Focal areas of signal intensity (FASI) in neurofibromatosis type I

Case contributed by Ashesh Ishwarlal Ranchod

Presentation

Known neurofibromatosis type I. Presented with bruising and is being worked up for ITP.

Patient Data

Age: 11 years
Gender: Female

There are multiple T2 and T2 flair hyperintense foci within the dentate nuclei, pons, middle cerebellar peduncles, midbrain including cerebral peduncles, and basal ganglia(globi pallidi). There is a mild increased T2 and T2 flair signal within the hippocampi and thalami additionally. There is no associated mass effect and no enhancement. ADC mapping is negative and confirms shine through relating to the T2 and T2 flair high signal intensity foci with no evidence of acute infarction or acute demyelination

There is ring enhancement within the fourth ventricle.
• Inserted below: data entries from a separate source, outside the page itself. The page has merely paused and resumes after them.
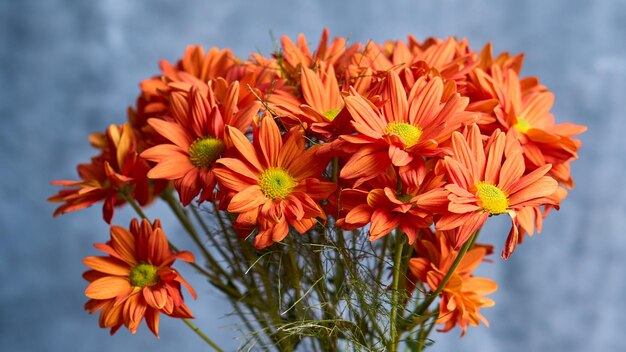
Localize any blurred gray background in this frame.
[0,0,626,352]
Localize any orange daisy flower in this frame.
[141,82,261,206]
[275,28,358,82]
[338,164,448,244]
[48,123,160,223]
[83,219,196,336]
[132,46,241,128]
[475,65,587,188]
[213,116,336,248]
[409,232,498,336]
[437,124,558,259]
[339,71,473,185]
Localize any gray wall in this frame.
[0,0,626,351]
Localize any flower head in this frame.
[214,116,336,248]
[339,71,473,185]
[48,123,164,223]
[437,125,558,258]
[83,219,196,336]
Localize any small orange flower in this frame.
[48,123,164,223]
[437,125,558,259]
[339,71,473,185]
[470,64,587,188]
[275,28,348,82]
[409,231,498,336]
[141,80,261,206]
[338,164,448,244]
[214,116,336,248]
[83,219,196,336]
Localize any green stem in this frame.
[183,319,224,352]
[414,231,478,316]
[161,190,229,278]
[124,194,224,352]
[387,231,405,351]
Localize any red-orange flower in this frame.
[214,116,336,248]
[83,219,196,336]
[472,65,587,188]
[337,164,448,244]
[437,125,558,259]
[409,232,498,336]
[339,71,473,185]
[141,80,261,205]
[48,123,164,223]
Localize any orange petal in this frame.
[255,118,283,167]
[111,226,137,266]
[228,185,267,213]
[148,118,193,150]
[85,276,131,299]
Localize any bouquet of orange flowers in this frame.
[49,30,585,351]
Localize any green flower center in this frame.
[259,168,298,199]
[476,182,509,215]
[189,137,226,167]
[513,116,532,133]
[396,194,413,203]
[385,122,422,148]
[322,109,341,121]
[130,263,159,287]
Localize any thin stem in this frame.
[161,190,229,277]
[388,230,405,351]
[124,194,224,352]
[414,231,478,315]
[183,318,224,352]
[417,316,437,352]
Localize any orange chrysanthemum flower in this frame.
[475,65,587,188]
[275,28,358,82]
[339,71,473,185]
[83,219,196,336]
[214,116,336,248]
[337,164,448,244]
[48,123,164,223]
[130,46,241,136]
[141,80,261,206]
[437,125,558,259]
[409,232,498,336]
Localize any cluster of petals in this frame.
[48,123,164,223]
[83,219,196,336]
[214,116,336,248]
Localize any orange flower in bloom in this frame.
[214,116,336,248]
[48,124,164,223]
[339,71,473,185]
[83,219,196,336]
[338,168,448,244]
[131,46,241,129]
[276,28,358,82]
[437,125,558,259]
[475,65,587,188]
[141,82,261,206]
[409,233,498,336]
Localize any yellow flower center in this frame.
[322,109,341,121]
[385,122,422,148]
[129,263,159,287]
[476,182,509,215]
[188,137,226,167]
[259,168,298,199]
[513,116,532,133]
[396,194,413,204]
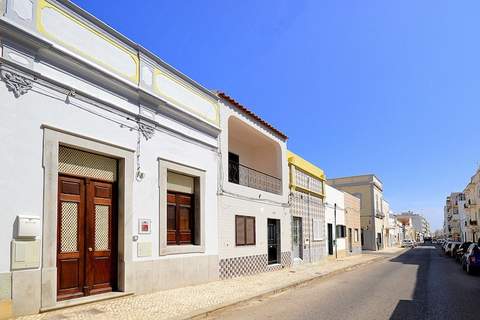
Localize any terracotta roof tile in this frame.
[216,91,288,140]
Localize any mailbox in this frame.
[16,216,40,238]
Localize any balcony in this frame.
[228,161,282,194]
[375,210,385,219]
[228,116,283,195]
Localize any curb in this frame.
[178,249,408,320]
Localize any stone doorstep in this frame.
[38,292,134,312]
[182,249,407,320]
[0,299,13,320]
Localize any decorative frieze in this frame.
[0,70,32,98]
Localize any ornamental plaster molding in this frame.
[0,70,32,98]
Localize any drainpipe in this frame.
[333,203,338,259]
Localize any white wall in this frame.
[0,79,218,272]
[325,185,347,252]
[220,103,289,203]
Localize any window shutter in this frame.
[245,217,255,245]
[235,216,245,246]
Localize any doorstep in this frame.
[40,292,133,313]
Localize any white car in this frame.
[402,239,415,248]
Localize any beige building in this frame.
[327,174,386,250]
[344,192,362,255]
[444,192,462,240]
[463,169,480,241]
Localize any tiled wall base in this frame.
[220,252,292,279]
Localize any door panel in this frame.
[327,223,333,255]
[292,217,303,259]
[57,176,116,300]
[267,219,280,264]
[167,192,195,245]
[57,177,85,300]
[86,181,116,294]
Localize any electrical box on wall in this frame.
[137,242,152,258]
[11,240,40,270]
[15,216,40,239]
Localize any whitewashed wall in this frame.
[0,82,218,272]
[325,185,347,252]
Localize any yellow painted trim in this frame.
[0,299,13,320]
[290,183,325,198]
[287,150,326,181]
[152,67,220,125]
[36,0,140,85]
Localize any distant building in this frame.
[396,211,431,242]
[325,185,347,258]
[462,169,480,242]
[444,192,465,240]
[344,192,362,255]
[327,174,386,250]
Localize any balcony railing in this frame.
[228,161,282,194]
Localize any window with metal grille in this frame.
[235,216,255,246]
[337,224,347,238]
[312,219,325,241]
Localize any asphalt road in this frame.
[208,245,480,320]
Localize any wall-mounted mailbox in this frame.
[16,216,40,238]
[11,240,40,270]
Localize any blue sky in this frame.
[74,0,480,228]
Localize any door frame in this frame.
[267,218,282,265]
[327,223,334,256]
[40,125,135,309]
[348,228,353,252]
[292,216,303,260]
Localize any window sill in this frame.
[160,244,205,256]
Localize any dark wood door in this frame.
[267,219,281,264]
[57,176,116,300]
[57,177,85,300]
[167,192,195,245]
[85,181,116,294]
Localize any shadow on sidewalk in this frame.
[390,245,480,320]
[390,246,435,320]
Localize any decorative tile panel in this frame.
[95,205,110,251]
[60,202,78,252]
[219,252,292,279]
[58,146,117,182]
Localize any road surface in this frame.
[208,245,480,320]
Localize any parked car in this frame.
[462,243,480,274]
[454,241,473,263]
[402,239,415,248]
[445,241,461,257]
[442,241,450,252]
[449,242,462,258]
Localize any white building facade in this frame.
[325,185,347,258]
[0,0,221,315]
[218,93,292,279]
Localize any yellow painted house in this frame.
[287,151,326,263]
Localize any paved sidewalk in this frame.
[18,248,403,320]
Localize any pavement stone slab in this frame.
[17,248,403,320]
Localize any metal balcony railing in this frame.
[228,161,282,194]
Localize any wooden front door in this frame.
[167,191,195,245]
[57,176,116,300]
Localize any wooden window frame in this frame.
[235,215,257,247]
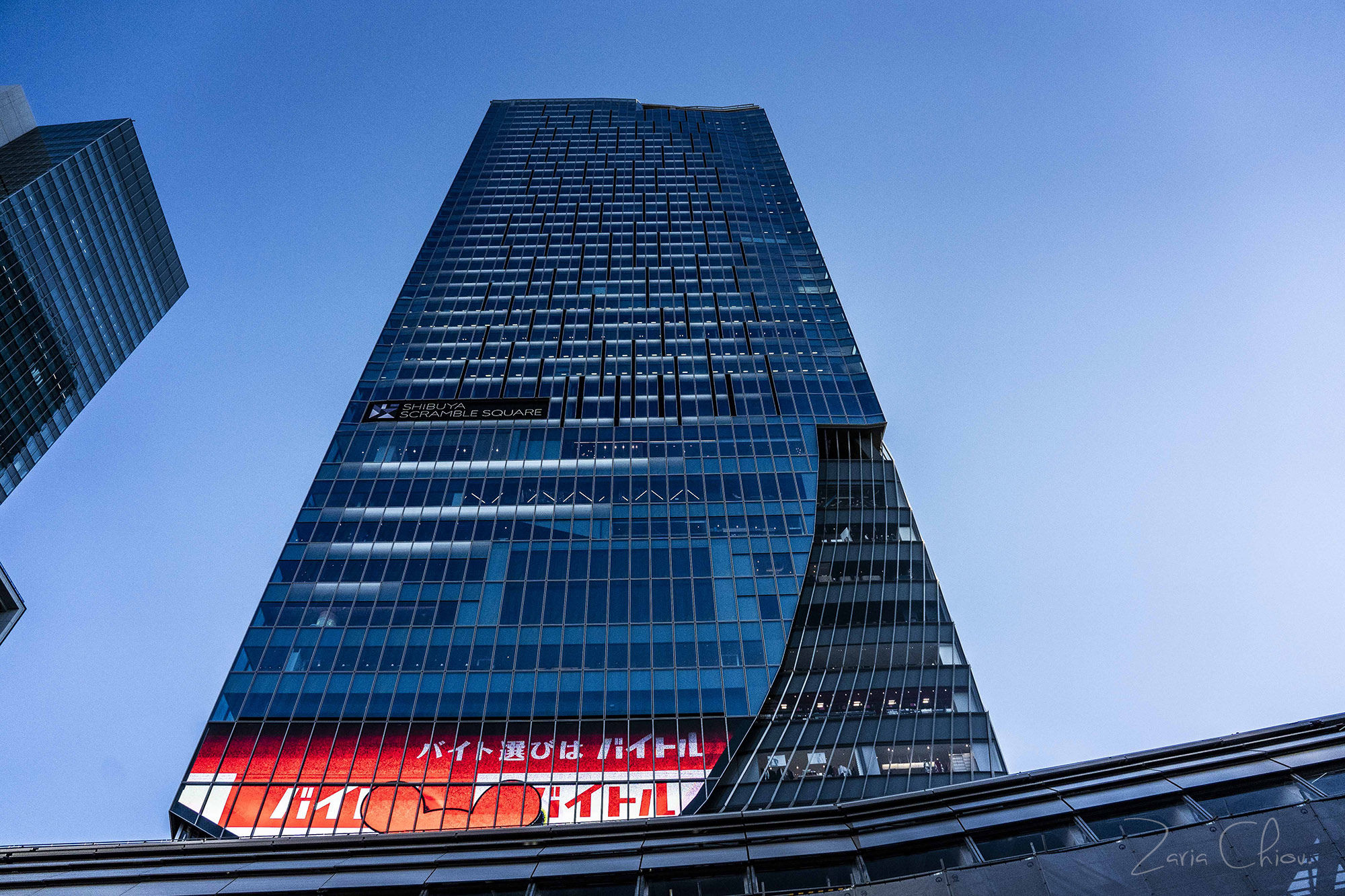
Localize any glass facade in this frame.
[0,118,187,501]
[172,99,1002,836]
MRI brain is otherwise normal.

 

Case Discussion

This relatively asymptomatic child presents with known neurofibromatosis type I. Multiplanar and multiaxial MRI brain demonstrate multifocal and bilateral foci of signal intensity (FASI) as described above. These lesions are typically non-enhancing, with no mass effect and are likely to regress with age.

There are no other CNS features of neurofibromatosis type I on imaging of the brain.

There is an unusual ring-enhancing and elongated lesion within the fourth ventricle of uncertain etiology and significance. This is for further workup, neurosurgical assessment and discussion in the multidisciplinary meeting. Benign (infective/ racemose neurocysticercosis) and non-benign (ependymoma/medulloblastoma) including possible choroid plexus lesion or cyst are being considered.